Tomorrow is probably going to be difficult. I am going back to Oxford, to meet the surgeon who operated on Geoff, (whom I have never met) to ask the questions burning holes in my brain, and to hopefully get some answers. It is 3 months since he died, and I am no nearer getting the explanations I need. I put away all the papers and medical notes after I met the consultant here, and concentrated on living, but tonight I have been going through them all again, to familiarise myself with the medical terms, and make sure I know what I am going to ask about. I haven't been back to the John Radcliffe Hosptial since I walked out the door that night, to tell my children that their father had died. My friend, Liz, is coming with me, and she will take notes so I am free to ask the questions.
Between the 2 hospitals, I have been sent about 800 pages of medical notes. What I didn't understand, I have looked up and learnt.
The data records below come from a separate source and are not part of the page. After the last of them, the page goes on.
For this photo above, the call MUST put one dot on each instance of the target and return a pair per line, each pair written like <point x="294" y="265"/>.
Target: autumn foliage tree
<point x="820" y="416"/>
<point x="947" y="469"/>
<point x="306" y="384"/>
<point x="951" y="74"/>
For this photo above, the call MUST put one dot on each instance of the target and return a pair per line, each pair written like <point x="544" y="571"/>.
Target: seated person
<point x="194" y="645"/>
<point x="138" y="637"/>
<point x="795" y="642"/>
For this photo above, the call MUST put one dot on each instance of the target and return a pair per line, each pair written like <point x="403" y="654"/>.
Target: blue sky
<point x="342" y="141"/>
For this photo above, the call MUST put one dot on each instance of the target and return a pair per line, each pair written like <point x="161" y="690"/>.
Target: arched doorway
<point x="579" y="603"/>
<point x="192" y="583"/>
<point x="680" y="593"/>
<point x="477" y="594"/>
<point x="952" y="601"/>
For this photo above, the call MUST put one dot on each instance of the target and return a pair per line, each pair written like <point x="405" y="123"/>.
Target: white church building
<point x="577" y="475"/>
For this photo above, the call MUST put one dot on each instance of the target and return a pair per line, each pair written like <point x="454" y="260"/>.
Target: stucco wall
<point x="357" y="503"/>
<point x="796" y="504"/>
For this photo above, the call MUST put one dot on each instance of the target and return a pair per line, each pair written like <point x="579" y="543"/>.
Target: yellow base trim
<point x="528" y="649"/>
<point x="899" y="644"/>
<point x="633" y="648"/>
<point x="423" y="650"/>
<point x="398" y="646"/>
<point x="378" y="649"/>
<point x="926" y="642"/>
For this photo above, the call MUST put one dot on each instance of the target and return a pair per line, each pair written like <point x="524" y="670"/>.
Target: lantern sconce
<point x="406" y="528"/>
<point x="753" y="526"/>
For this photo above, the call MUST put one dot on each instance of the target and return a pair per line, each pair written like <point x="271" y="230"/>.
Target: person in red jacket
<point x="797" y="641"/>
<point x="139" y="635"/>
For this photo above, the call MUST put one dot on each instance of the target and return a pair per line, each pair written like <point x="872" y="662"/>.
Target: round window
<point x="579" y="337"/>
Ask me about culture negative endocarditis, or pulmonary oedema, or an aortic valve abscess, or dyspnea, or stenosis, or cardiac failure, or trans oesophageal echocardiagrams. I can give you an answer. I had no desire to know anything about any of these, I can assure you. But now I do. Doctors say one thing, the notes say another, and I saw something totally different. Nothing adds up. Who is right? I have no idea. But I have to find out. And the inquest could take years. They say months, but the ones being heard at Oxford now are from 3-5 years ago. I am not going to even think about that.
Diana is right. Nothing will bring him back. But that doesn't take away the need to know why and what happened, and I owe it to him to find out. It cannot and will not become an obsession, but I understand why most people just walk away. It is emotionally exhausting, not to mention mentally and physically. I am weary just thinking about tomorrow. All I pray for is grace and patience, and a clear mind. And answers that make sense.